Paediatric and adult neurosurgery will be offered in the same theatre suite, which will maximise the use of specialist equipment and staff in the hospital, with patients then being transferred to age-appropriate wards situated nearby.
Mental health services for children and young people will also be on the same site as acute services, which will reduce disruption if patients require psychiatric as well as physical help.
It is hoped that notoriously expensive and specialist services – such as operating theatres and radiology treatment – will be able to be provided in a more cost-effective way as they will be concentrated closer together making use of staff and equipment more efficient.
Emergency access to services will be improved at the Royal Infirmary site after plans for a new helipad on the roof – with a lift directly to emergency wards below – were revealed.
The new hospital’s close proximity to the Edinburgh University campus and BioQuarter is expected to offer a boost to medical research.

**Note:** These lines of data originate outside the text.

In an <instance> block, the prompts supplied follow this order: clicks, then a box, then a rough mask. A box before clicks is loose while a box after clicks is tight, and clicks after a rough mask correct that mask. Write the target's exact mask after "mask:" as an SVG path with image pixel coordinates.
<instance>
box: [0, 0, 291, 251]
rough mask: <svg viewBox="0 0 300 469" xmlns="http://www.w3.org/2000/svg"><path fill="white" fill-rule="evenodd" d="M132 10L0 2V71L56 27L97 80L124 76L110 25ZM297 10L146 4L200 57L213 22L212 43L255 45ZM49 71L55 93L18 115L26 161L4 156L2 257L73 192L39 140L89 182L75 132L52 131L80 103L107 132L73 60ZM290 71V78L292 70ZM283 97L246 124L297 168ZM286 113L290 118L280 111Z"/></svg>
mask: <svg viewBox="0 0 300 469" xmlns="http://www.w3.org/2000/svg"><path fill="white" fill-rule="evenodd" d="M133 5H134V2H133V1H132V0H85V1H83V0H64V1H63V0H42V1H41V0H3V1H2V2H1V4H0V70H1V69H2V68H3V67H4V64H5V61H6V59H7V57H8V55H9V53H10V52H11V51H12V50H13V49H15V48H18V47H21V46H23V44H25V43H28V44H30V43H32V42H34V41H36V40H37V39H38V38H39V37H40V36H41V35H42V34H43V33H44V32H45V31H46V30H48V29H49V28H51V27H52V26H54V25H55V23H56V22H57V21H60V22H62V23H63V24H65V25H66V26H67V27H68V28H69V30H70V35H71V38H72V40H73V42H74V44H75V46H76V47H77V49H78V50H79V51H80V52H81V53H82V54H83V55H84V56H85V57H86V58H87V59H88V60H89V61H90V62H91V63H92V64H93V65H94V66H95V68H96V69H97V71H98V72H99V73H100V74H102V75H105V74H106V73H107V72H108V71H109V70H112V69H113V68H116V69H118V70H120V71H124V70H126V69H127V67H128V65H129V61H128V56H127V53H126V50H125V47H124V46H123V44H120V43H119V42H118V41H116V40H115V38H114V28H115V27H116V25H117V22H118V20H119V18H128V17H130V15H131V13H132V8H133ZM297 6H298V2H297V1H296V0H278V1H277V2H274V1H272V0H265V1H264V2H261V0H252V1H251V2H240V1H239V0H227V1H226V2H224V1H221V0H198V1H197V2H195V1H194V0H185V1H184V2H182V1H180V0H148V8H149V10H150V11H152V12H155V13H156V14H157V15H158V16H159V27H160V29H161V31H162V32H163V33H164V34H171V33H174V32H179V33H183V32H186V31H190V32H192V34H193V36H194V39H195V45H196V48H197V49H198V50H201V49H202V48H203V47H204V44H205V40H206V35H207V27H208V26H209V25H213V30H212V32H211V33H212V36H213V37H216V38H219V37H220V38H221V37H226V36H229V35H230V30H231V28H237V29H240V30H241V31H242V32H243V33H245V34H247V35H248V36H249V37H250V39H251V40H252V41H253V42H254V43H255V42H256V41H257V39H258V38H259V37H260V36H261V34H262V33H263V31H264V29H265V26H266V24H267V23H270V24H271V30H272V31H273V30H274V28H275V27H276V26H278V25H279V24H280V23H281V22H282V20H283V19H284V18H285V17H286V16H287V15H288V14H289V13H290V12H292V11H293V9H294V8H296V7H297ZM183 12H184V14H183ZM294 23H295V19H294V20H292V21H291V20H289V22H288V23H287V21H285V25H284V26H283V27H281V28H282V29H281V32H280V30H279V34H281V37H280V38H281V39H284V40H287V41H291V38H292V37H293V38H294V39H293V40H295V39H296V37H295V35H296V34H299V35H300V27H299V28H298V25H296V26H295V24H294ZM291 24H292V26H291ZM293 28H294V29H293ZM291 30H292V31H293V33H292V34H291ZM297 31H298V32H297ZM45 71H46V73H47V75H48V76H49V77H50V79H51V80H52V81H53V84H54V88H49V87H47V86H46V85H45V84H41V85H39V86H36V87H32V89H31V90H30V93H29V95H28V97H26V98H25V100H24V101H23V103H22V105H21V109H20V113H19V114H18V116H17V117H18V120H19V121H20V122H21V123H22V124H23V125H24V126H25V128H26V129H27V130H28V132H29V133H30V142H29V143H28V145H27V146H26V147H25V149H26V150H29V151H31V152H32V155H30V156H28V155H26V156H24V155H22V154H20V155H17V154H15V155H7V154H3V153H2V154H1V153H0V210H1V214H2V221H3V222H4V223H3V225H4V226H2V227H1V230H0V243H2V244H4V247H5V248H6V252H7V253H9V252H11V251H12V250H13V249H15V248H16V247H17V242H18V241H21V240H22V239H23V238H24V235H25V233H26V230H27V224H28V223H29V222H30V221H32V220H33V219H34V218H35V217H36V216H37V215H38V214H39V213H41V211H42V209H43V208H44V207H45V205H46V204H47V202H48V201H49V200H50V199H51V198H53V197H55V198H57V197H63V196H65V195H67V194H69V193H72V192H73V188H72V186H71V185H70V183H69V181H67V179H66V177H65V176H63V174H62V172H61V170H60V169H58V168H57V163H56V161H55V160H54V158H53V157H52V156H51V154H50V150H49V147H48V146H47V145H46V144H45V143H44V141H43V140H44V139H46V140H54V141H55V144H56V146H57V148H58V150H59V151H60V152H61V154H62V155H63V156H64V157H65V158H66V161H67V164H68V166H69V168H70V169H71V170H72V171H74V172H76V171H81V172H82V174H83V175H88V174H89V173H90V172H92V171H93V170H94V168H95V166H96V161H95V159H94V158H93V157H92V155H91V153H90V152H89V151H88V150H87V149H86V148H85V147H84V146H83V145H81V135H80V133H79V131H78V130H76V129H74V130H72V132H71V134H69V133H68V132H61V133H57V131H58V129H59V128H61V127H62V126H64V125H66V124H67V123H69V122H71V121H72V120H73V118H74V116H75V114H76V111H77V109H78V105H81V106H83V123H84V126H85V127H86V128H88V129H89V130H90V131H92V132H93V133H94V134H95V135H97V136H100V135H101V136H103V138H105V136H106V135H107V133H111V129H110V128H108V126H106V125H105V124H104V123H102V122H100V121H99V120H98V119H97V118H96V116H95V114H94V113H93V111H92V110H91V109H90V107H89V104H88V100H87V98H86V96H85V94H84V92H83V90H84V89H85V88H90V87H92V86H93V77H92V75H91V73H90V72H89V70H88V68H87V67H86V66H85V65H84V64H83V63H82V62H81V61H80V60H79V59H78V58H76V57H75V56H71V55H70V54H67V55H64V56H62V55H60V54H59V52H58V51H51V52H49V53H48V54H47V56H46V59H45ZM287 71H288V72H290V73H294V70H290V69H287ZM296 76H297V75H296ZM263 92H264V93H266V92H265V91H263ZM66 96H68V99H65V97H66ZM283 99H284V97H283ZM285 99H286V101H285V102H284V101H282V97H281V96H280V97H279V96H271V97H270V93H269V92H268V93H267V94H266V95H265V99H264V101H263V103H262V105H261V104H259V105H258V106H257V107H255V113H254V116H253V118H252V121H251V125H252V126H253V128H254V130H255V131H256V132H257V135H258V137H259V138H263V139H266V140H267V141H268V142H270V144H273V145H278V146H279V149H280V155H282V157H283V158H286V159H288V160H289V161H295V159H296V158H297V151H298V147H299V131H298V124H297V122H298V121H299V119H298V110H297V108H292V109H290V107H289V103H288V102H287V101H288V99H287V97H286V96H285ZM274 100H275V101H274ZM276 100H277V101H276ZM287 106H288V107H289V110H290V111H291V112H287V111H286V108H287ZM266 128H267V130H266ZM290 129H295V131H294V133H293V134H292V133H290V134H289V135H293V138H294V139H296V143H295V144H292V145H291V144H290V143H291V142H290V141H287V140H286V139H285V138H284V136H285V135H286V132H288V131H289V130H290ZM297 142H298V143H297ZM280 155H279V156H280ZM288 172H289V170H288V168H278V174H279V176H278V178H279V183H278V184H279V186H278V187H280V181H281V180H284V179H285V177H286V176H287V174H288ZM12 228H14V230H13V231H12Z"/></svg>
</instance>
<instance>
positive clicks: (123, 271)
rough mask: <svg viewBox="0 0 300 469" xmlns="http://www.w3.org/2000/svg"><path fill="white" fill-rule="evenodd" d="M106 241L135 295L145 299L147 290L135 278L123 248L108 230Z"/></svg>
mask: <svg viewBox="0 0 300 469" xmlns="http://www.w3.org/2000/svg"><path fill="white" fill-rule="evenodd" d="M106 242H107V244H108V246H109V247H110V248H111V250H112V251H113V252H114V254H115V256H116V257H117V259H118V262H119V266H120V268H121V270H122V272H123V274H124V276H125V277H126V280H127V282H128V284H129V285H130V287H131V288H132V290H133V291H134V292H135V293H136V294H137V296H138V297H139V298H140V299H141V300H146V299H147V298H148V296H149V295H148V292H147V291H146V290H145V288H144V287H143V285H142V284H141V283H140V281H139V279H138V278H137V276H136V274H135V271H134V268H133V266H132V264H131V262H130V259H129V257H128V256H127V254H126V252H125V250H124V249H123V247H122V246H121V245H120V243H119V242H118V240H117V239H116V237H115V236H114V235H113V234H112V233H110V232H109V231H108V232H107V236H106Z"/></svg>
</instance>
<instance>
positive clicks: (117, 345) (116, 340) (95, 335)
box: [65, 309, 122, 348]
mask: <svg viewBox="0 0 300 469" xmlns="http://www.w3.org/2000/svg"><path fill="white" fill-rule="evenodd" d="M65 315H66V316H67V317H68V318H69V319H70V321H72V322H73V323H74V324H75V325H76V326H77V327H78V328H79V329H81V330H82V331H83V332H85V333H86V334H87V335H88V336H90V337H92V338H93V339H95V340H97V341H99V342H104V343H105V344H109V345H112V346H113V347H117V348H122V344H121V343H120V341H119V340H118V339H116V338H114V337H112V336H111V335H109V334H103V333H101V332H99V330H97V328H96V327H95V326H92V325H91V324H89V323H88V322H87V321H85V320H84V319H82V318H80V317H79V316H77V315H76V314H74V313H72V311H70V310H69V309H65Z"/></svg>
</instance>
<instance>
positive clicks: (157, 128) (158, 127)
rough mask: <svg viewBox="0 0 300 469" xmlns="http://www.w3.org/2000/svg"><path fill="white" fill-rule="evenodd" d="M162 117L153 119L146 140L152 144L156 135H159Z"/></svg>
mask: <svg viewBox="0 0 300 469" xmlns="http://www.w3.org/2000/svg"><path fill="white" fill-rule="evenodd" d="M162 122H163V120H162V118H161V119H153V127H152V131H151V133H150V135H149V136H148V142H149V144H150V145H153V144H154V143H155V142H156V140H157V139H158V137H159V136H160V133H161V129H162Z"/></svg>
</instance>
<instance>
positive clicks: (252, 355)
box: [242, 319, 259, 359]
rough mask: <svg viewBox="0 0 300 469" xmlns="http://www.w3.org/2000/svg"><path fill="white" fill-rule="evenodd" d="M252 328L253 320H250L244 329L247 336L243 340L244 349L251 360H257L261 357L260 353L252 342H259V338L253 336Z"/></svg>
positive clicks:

As the plan to build the new hospital in Little France stalled, options including staying at Sciennes or relocating to another location were looked at, but health chiefs reaffirmed that moving to next door to the Royal Infirmary was the only appropriate solution.
FOR BETTER AND WORSE
1850s: One in every 13 children in the Capital dies before the age of five.
1859: Campaign for a new hospital for sick children in Edinburgh is launched after Dr John Smith, a Royal Infirmary surgeon, has a letter printed in The Scotsman.
1860: The first Sick Kids hospital, with 12 inpatient beds, opens.
1863: Services move to a new custom-built hospital in Meadowside House. Queen Victoria bestows her patronage.
1890: After a major typhoid outbreak, it moves again to Plewlands House – the former Morningside college - but it proves inadequate.
1895: The hospital relocates to its current site in Sciennes where it expands over the decades.
1995: A new three-floor extension opens.
2003: The now aging hospital is deemed “not fit for purpose”.
2005: Decision to pursue the construction of a new children’s hospital is taken by the health board.
2012: Scottish Government confirms a new hospital will finally be built.
PRIVATE PROFITS CAPPED
THE Scottish Government said today that the non-profit distribution model which will be used to build the new Sick Kids will ensure profits made by private companies are capped.
Under the model, a private company which is successful in its bid will finance, construct and maintain the hospital. NHS Lothian will then pay an annual charge to the company over 25-30 years.
It is designed to transfer risk away from the public sector, while utilising private expertise and discipline.
Any surpluses from the project can be directed back into the public purse, rather than lining the pockets of private investors.
Although the government has directly funded a new hospital in Glasgow, it claimed using private cash was the only way it could ensure the Capital’s Sick Kids goes ahead.